Member of the Pennsylvania House of Representatives from the 165th district
- In office 1979–1988
- Preceded by: Thomas J. Stapleton, Jr.
- Succeeded by: Bill Adolph

Personal details
- Born: November 24, 1926 Philadelphia, Pennsylvania
- Died: October 26, 2000 (aged 73) Bradenton, Florida
- Party: Republican

= Mary Ann Arty =

American politician

Mary Ann Arty-Majors (November 24, 1926 – October 26, 2000) was an American politician from Pennsylvania who served as a Republican member of the Pennsylvania House of Representatives for the 165th district from 1979 to 1988.

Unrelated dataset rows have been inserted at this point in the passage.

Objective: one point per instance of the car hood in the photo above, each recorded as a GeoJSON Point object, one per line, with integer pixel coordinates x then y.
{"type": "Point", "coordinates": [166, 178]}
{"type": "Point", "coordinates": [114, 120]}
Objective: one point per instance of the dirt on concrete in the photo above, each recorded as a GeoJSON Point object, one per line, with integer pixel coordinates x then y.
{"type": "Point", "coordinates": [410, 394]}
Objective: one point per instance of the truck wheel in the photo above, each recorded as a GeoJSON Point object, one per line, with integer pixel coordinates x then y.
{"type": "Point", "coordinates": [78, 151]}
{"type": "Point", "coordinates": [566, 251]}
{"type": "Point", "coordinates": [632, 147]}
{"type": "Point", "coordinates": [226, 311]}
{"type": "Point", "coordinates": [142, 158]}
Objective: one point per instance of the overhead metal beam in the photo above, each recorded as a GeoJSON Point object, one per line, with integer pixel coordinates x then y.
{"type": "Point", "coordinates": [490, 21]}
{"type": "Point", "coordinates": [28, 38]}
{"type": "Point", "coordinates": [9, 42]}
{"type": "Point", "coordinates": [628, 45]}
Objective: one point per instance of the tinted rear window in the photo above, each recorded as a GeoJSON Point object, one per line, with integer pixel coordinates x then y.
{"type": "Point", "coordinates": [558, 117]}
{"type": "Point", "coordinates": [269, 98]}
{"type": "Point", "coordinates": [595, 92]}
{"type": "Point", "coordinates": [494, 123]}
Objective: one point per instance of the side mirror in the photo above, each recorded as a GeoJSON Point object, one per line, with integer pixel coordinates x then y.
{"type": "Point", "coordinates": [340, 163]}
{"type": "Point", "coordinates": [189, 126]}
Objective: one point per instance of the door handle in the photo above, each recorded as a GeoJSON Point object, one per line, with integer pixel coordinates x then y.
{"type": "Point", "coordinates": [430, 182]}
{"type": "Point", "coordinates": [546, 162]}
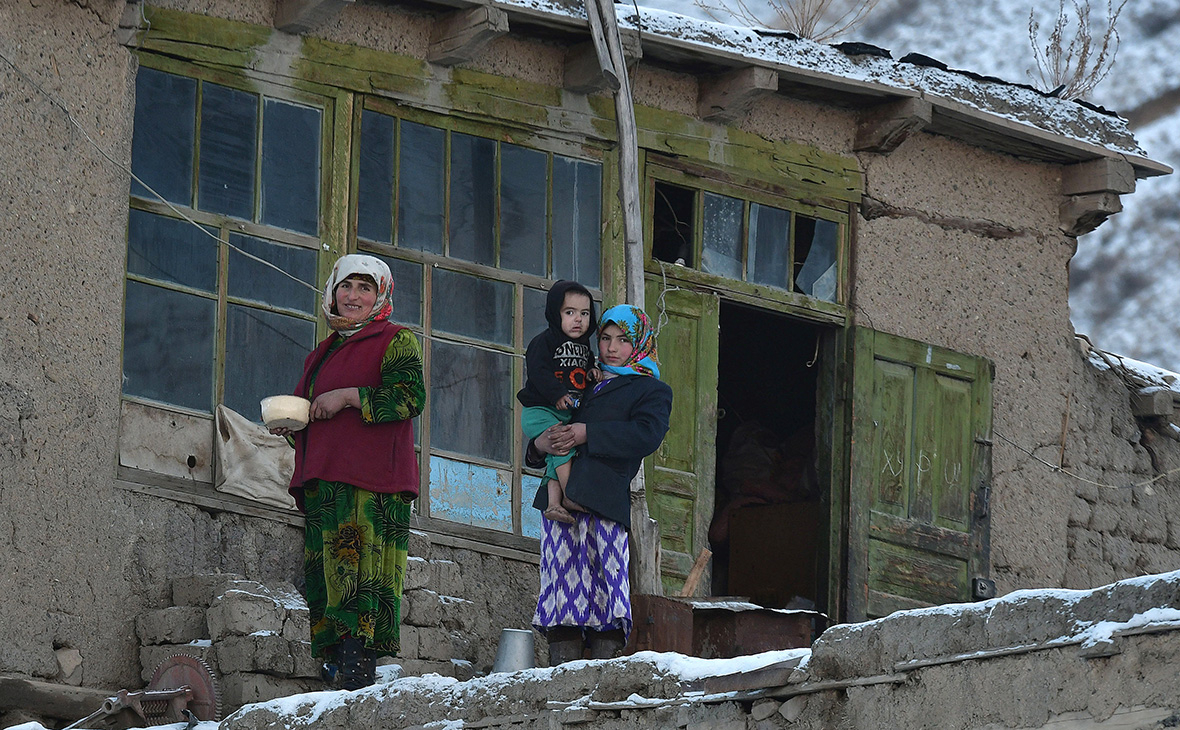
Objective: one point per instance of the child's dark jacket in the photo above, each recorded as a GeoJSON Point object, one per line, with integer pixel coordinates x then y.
{"type": "Point", "coordinates": [625, 420]}
{"type": "Point", "coordinates": [555, 365]}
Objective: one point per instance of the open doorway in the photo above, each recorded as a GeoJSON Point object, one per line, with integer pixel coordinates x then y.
{"type": "Point", "coordinates": [767, 527]}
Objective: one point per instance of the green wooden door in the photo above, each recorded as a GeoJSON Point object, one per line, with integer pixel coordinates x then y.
{"type": "Point", "coordinates": [920, 473]}
{"type": "Point", "coordinates": [680, 477]}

==Early life and education==
Arty was born in Philadelphia, Pennsylvania. She graduated from Philadelphia High School for Girls in 1944. She received a R.N degree from the Medical College of Pennsylvania in 1947 and a B.S. from West Chester State College (now West Chester University) in 1966.

==Career==
Arty was elected to the Pennsylvania House of Representatives for the 165th district in 1978 and was reelected to 4 consecutive terms. She was not a candidate for reelection in 1988.

She was elected to the Delaware County Council and served from 1989 to 1996 including as chair from 1991 to 1996. She worked as the director of Delaware County Human Services from 1996 to 1998.